Sulla percezione del rischio in aree petrolchimiche un’interessante indagine (GATTO, MUDU e

SAITTA, 2008) ha riguardato la Valle del Mela, interessata dagli effetti dell’inquinamento provocati

Un altro rischio che è stato, finora, sottovalutato è la presenza di un polo petrolchimico di vaste dimensioni, in un territorio, come quello siracusano, già colpito dal devastante terremoto del 1693 e da quello del 13 dicembre 1990. Altrettanto rischiosa è, da questo punto di vista, anche la situazione dell’area posta intorno a Milazzo, tanto è vero che STELLA e RIZZO (2013, pp. 79-80) si chiedono: «Che

cosa succederebbe se un maremoto come quello che seguì il maremoto di Messina del 1908, colpisse questi stabilimenti?».

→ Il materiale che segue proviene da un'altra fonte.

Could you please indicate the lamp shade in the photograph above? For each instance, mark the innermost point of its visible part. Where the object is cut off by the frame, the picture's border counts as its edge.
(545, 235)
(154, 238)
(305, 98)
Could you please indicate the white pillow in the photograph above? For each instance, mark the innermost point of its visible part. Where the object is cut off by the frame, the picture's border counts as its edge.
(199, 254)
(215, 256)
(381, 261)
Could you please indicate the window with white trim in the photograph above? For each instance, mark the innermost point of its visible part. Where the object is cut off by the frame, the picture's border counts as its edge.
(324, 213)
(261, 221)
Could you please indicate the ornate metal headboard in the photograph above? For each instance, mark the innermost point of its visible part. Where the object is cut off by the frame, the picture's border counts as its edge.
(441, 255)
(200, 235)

Strettamente collegati con i conflitti ambientali, sono quelli sanitari che hanno avuto ripercussioni drammatiche o addirittura tragiche innanzitutto sulle persone che lavorano in questi stabilimenti estendendosi anche ad abitanti residenti nelle aree limitrofe ai luoghi di edificazione delle fabbriche.

Ingenti sono stati, perciò, i danni alla salute della popolazione, come testimonia l’alta incidenza di tumori e malformazioni genetiche, che hanno destato per i poli petrolchimici siciliani e per il polo siderurgico di Taranto anche l’attenzione dell’Organizzazione Mondiale della Sanità.

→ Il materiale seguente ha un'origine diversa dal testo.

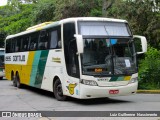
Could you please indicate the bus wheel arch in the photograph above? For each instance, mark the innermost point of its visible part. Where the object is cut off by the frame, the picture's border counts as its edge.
(57, 89)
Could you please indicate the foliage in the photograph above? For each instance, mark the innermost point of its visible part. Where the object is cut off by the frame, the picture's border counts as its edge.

Taranto è stata oggetto di continuo interesse da parte della stampa regionale e nazionale, che ha messo in luce le gravi alterazioni ambientali e soprattutto l’elevato tasso di mortalità per patologia neoplastica dell’apparato respiratorio nella popolazione del capoluogo e, in maniera particolare, in quella residente nei quartieri Tamburi e Paolo VI, ubicati nelle immediate vicinanze del centro siderurgico.

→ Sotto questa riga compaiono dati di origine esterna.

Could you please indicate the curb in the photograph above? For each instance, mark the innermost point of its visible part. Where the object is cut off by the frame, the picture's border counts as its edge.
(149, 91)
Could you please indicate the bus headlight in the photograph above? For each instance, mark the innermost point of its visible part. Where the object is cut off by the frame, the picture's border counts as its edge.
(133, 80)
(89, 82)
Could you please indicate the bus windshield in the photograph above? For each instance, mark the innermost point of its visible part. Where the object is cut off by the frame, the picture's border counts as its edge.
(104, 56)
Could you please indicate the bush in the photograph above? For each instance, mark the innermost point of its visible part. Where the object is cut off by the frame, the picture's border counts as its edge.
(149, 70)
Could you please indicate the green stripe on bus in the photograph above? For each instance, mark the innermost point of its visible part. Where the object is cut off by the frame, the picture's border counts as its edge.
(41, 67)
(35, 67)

Il rischio di contrarre un tumore maligno di trachea, bronchi e polmoni è molto più realistico per gli abitanti della città di Taranto e, in modo particolare, per chi svolge un lavoro nella zona industriale, tenuto conto della continua esposizione agli inquinanti originati soprattutto dalle industrie dell’area, ubicate a diretto contatto con la città (MARZIA, 2004, pp. 30-31).

In tale tragico contesto, si registra l’intervento della Procura della Repubblica di Taranto che ha chiesto il rinvio a giudizio dei cinquantadue imputati coinvolti nel processo «Ambiente svenduto» per il reato di disastro ambientale dell’Ilva. Il provvedimento ha riguardato alti esponenti dell’Ilva e responsabili dell’amministrazione locale e regionale. A tal riguardo, il Procuratore incaricato dell’in- chiesta ha sottolineato che si rilevano le denunce dei cittadini, le documentazioni mediche scientifiche, le perizie tecniche, i danni subiti da agricoltori, mitilicoltori, lavoratori del siderurgico, residenti nel rione Tamburi di Taranto. Per il PM Mariano Buccolieri, l’Ilva continua a inquinare e non ha

adempiuto alle prescrizioni dell’Autorizzazione Integrata Ambientale (AIA).

E se oggi si decidesse di eseguire un sopralluogo nell’area delle cokerie per controllare se si è intervenuti o meno per ridurre l’inquinamento, potrebbe emergere che nulla o quasi è cambiato da luglio 2012, quando scattò il sequestro dell’area a caldo dell’impianto siderurgico.

Anche nell’area del polo petrolchimico siracusano è stata rilevata una crescita della mortalità per tumori e delle malformazioni neonatali che è stata definita scioccante. In particolare due vicende sono balzate alla cronaca nazionale. La prima è l’inchiesta ordinata nel 1979 dall’allora pretore di Augusta, Antonino Condorelli, sulla salute pubblica nell’area del petrolchimico. Questa ha messo, proprio, in evidenza l’aumento di certi tipi di patologie tumorali e delle malformazioni neonatali nell’area compresa tra Augusta e Priolo (ARANGIO, 2013, p. 78). La seconda è la vicenda giudiziaria

dell’Eternit, ditta produttrice di manufatti in amianto, che aveva una sede nella zona industriale di Siracusa nord, in contrada Targia. Le vicende di questa società, operante in diverse aree del territorio nazionale, sono tristemente note (ibidem). Oggi, la maggioranza degli operai dell’Eternit Sicilia, il cui stabilimento di contrada Targia è stato dismesso nel 1992 (ma non è stato ancora bonificato), è morta. I sopravvissuti sono malati o sottoposti a controlli periodici (NICOTRA, 2012, pp. 35-37). In

totale i decessi accertati per malattie polmonari sono stati 122. Peraltro, i tragici effetti sulla salute hanno coinvolto anche gli altri poli petrolchimici siciliani di Gela e di Milazzo.